Et si vous souhaitez festoyer au banquet d’Odin ce soir, je suis disposé à vous
y expédier.
    Derrière moi, la fumée et les cris
continuaient de s’élever de la ville. Les neuf hommes du premier rang me
fixèrent sans répondre.
    — Mais si vous voulez goûter plus
longtemps aux joies de ce monde, continuai-je, répondez.
    — Nous servons notre jarl, dit finalement
l’un d’eux.
    — Et c’est… ?
    — Sigefrid Thurgilson.
    — Qui s’est bien battu.
    Je l’avais couvert d’insultes peu auparavant, mais
il était temps de se radoucir. De permettre à l’ennemi de se rendre et de
sauver la vie de mes hommes.
    — Le jarl Sigefrid est-il encore en vie ?
m’enquis-je.
    — Oui, répondit sèchement l’homme en
désignant l’arrière du pont.
    — Alors dis-lui qu’Uhtred de Bebbanburg
souhaite lui parler, pour décider s’il vivra encore ou non.
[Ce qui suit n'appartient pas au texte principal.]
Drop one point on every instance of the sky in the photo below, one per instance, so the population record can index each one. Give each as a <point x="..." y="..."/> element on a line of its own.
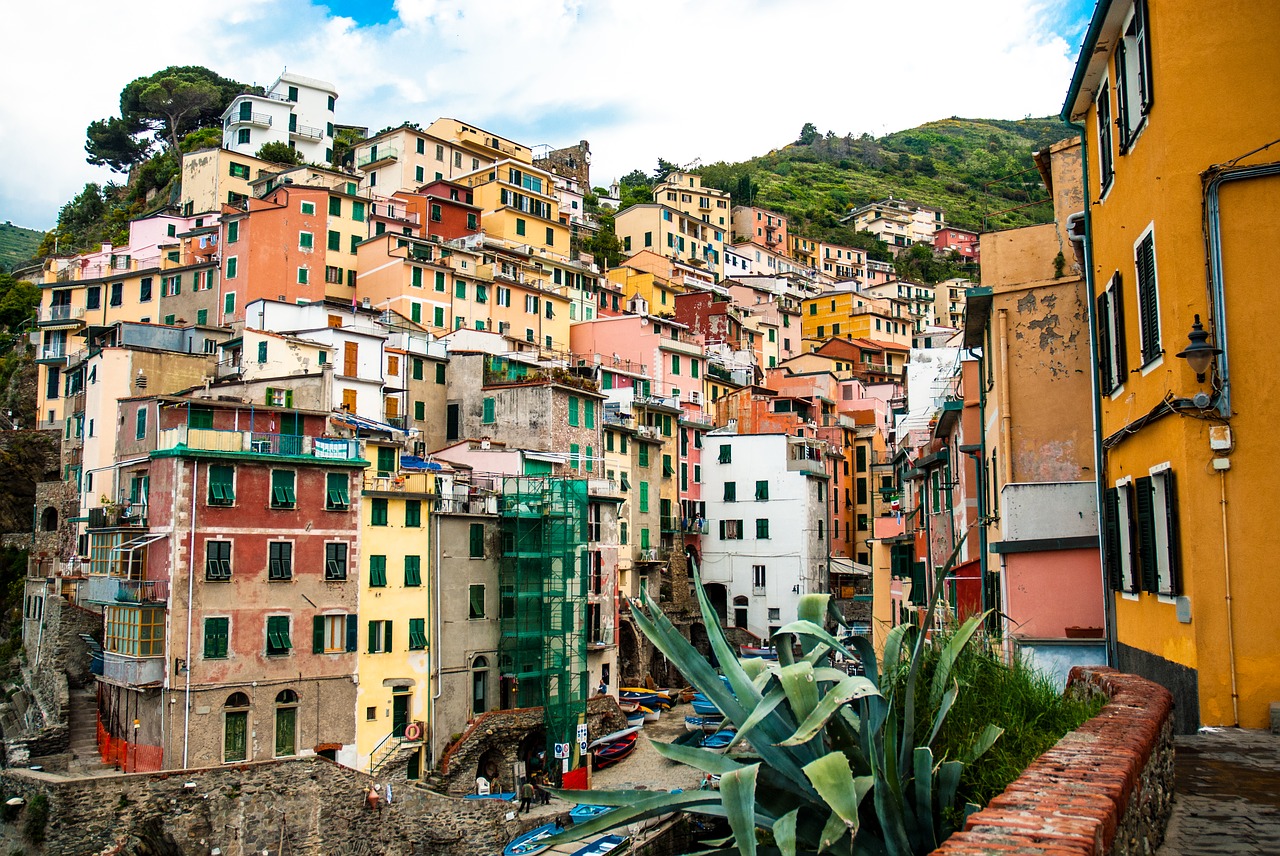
<point x="684" y="79"/>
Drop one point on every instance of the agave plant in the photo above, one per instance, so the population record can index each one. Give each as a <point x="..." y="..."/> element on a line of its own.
<point x="821" y="740"/>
    Ce n’était pas à moi d’en décider. Les Nornes
avaient déjà fait leur choix, et je n’étais que leur instrument. L’homme qui m’avait
parlé transmit le message et j’attendis. Pyrlig priait, mais j’ignore s’il
demandait merci pour ceux qui hurlaient derrière nous ou la mort pour ceux qui
nous faisaient face.
    Puis le mur de boucliers s’écarta pour nous
laisser passer.
    — Le jarl Erik accepte de te parler, m’annonça
l’homme.
    Pyrlig et moi allâmes à la rencontre de l’ennemi.

6
    —  Mon frère dit que
je devrais te tuer, me déclara Erik en guise de salut.
    Le cadet des frères Thurgilson m’attendait sur
le pont et il n’y avait sur son visage rien de la menace de ses paroles. Il
était calme et semblait ne pas s’inquiéter de sa périlleuse situation. Hormis
une entaille au bas de sa cotte, il était indemne. Sigefrid, en revanche, était
affreusement blessé. Je l’aperçus plus loin sur la route, gisant sur sa cape en
peau d’ours, convulsé de douleur pendant que deux hommes le soignaient.
    — Ton frère, dis-je sans quitter Sigefrid
du regard, pense que la mort est la réponse à tout.
    — Alors il est comme toi à cet égard, répondit
Erik avec un faible sourire, si tu es ce que l’on dit de toi.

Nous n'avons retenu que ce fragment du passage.